Thanks for your helpful comments and suggestions. We address each of your points below.

The assumption of 2-layer network with fixed last layer weights is restrictive and impractical. The paper only discusses differentiable critical points, but there can be a lot of indifferentiable critical points depending on network settings.

We have added appendices to address non-differentiable critical points and trainable output weights (Appendix G) as well as the deep case (Appendix H). Although our focus has been on the two-layer case, our techniques can be used to understand more general settings. Even when looking at non-differentiable points of activation regions, we can show in the one-dimensional case that most regions have no spurious local minima. To generalize to the deep case, one can compute gradients with respect to individual layers of the network and find conditions on the activation patterns for which the gradients are full rank. We demonstrate this technique in Appendix H. In Appendix F we now also discuss the volume of activation regions, providing further insight in regard to the comment "most of the landscape".

It seems to me that in figure 9(b) GD does not converge to good local minima when network is only mildly overparameterized, despite at initialization the Jacobian has full rank. Can you explain this? Does this contradict your theoretical findings?

This experiment agrees with our theoretical results in the sense that when the network width $d_1$ scales linearly in the sample size $n$, gradient descent converges to a global minimizer with high probability. The amount of parameterization necessary for convergence to a global minimizer appears to be a constant multiple of the amount necessary for a full-rank Jacobian at initialization.

How do you determine whether a Jacobian matrix is full rank?

We compute the Jacobian and its rank with PyTorch. The method torch.linalg.matrix_rank computes the SVD of the Jacobian and counts the number of singular values which are larger than a fixed machine tolerance.

For figure 9(a) is the network overparameterized at all? The experiment setting for figure 9 is not clear to me. Can you elaborate on this, just like what you did for other figures?

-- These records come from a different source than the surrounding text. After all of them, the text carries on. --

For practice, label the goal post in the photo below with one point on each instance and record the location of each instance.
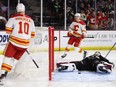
(51, 51)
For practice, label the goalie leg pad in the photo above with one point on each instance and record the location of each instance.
(101, 68)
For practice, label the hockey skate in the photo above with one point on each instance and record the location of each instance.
(2, 77)
(64, 55)
(84, 54)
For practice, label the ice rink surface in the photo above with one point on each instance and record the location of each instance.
(27, 75)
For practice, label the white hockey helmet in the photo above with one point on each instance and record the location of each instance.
(20, 7)
(77, 15)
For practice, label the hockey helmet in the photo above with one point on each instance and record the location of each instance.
(20, 7)
(77, 15)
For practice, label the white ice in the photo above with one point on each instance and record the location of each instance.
(30, 76)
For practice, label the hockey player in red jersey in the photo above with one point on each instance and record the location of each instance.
(21, 29)
(95, 62)
(77, 32)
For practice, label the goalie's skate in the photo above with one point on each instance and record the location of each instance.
(2, 77)
(84, 54)
(64, 55)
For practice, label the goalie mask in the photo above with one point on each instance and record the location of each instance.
(66, 67)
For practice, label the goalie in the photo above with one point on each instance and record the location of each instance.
(95, 62)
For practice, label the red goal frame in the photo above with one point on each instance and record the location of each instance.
(51, 51)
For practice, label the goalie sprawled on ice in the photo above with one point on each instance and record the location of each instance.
(95, 62)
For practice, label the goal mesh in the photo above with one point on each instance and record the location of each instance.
(42, 51)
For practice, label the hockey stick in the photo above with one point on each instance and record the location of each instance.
(110, 49)
(32, 59)
(77, 37)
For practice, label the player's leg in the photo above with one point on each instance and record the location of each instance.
(7, 60)
(65, 67)
(19, 53)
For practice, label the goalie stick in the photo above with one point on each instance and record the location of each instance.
(110, 49)
(32, 59)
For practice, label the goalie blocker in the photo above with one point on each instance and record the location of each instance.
(95, 62)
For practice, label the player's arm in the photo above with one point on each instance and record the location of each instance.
(9, 26)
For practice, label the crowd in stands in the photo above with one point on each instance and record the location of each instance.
(97, 14)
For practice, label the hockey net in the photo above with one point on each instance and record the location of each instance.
(42, 51)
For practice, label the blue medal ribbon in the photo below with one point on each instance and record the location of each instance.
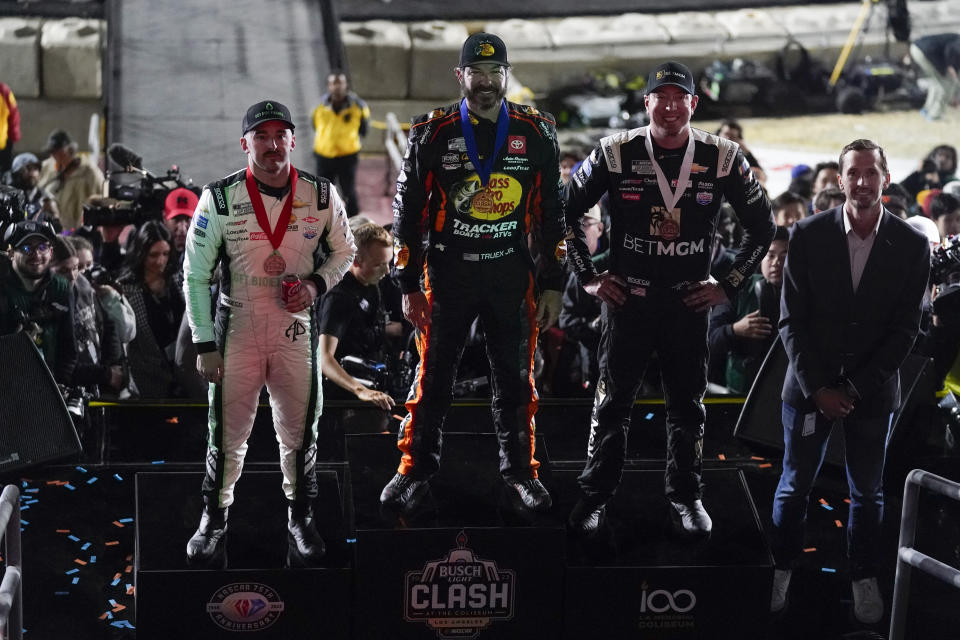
(485, 168)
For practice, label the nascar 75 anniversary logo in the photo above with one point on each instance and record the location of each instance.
(459, 594)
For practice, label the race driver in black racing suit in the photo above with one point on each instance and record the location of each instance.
(657, 291)
(476, 262)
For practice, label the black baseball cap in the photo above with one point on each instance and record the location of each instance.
(483, 47)
(17, 233)
(264, 112)
(671, 73)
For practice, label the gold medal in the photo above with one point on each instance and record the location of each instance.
(274, 265)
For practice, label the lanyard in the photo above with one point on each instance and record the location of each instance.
(670, 198)
(485, 168)
(275, 235)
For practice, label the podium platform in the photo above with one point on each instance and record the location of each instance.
(637, 578)
(255, 592)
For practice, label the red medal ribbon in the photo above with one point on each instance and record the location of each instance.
(275, 235)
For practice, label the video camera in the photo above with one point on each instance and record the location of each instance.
(945, 273)
(135, 195)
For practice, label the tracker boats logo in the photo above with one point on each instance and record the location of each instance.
(245, 606)
(460, 594)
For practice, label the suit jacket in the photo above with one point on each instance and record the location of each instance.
(829, 331)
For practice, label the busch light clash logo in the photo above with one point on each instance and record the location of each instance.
(245, 606)
(661, 609)
(459, 594)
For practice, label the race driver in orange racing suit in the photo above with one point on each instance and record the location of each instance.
(479, 177)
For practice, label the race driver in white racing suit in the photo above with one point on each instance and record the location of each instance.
(258, 225)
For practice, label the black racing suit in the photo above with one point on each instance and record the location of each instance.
(659, 254)
(466, 245)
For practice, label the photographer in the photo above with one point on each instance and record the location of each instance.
(34, 300)
(351, 320)
(99, 354)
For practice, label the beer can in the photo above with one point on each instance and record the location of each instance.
(289, 286)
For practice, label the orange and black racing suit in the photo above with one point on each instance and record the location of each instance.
(468, 247)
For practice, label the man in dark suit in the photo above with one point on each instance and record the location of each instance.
(850, 311)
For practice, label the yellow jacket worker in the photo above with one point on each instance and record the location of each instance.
(339, 121)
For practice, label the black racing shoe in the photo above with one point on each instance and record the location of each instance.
(405, 491)
(533, 494)
(587, 516)
(208, 545)
(691, 518)
(305, 547)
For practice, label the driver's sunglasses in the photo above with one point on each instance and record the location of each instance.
(40, 247)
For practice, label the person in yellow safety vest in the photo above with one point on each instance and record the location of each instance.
(9, 126)
(340, 120)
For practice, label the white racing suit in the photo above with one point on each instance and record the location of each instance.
(261, 342)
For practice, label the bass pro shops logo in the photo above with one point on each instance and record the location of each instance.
(459, 594)
(245, 606)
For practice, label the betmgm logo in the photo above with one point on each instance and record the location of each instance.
(459, 594)
(663, 609)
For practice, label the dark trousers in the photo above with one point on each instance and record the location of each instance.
(805, 445)
(500, 292)
(631, 333)
(343, 171)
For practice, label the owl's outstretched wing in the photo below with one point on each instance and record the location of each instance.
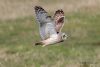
(59, 20)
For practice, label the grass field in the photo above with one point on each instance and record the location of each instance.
(19, 32)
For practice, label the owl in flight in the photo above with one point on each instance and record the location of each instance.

Yes, the network is overparameterized in this experiment because the number of parameters is given by $m = d_0d_1$, where $d_0$ is the input dimension and $d_1$ is the hidden dimension. Here the dataset, MNIST, consists of images represented by 784-dimensional vectors. Hence the hidden dimension (network width) does not need to be large for the network to be overparameterized. We have updated the paper to clarify this by adding the comment "The number of network parameters matches the training set size $n$ when the width satisfies $d_1=n/d_0$, where for MNIST the input dimension is $d_0=784$."